Day Ten:
The Problem of Exercise

Having fallen off my stool (in Yorkshire we call it a ‘buffett’) in my attempt to simulate   swimming, I must devise another form of exercise.

No floor-based exercise such as press-ups or Yoga appeals. It’s not that I can’t get down but that it’d take me the rest of the week to get up again.

 I live in a small and generally quiet cul de sac but because everyone is home right now, each time I decide on a short walk, one of the residents pops out with the same idea, so I leap back until they’re past.

No sooner is the street clear and I venture again when the next person decides on their constitutional.    Or the lawn contractor arrives, or children from neighbouring streets come to ride their bikes.
 
I contemplated waiting until dark but with my eyesight, I’m sure to fall over one of the  cats who live here.   So after the first week, I gave up.

I don’t have an exercise bike and if I walked up and down the room for half an hour a day, I’d l wear out the carpet and I don’t think the landlord would be too pleased.
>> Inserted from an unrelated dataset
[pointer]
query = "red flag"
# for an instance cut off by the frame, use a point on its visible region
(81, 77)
 I could juggle a few tins of beans but I’m not very proficient and I’m sure to break a toe if I drop one.

There is a theory that the brain can be fooled into thinking you’re exercising.  All you have to do is concentrate on, say, running or leaping over hurdles and you expend as much energy as if you were actually  doing it. 

So from my armchair, with tea and biscuits to hand, I’m now going to run a marathon.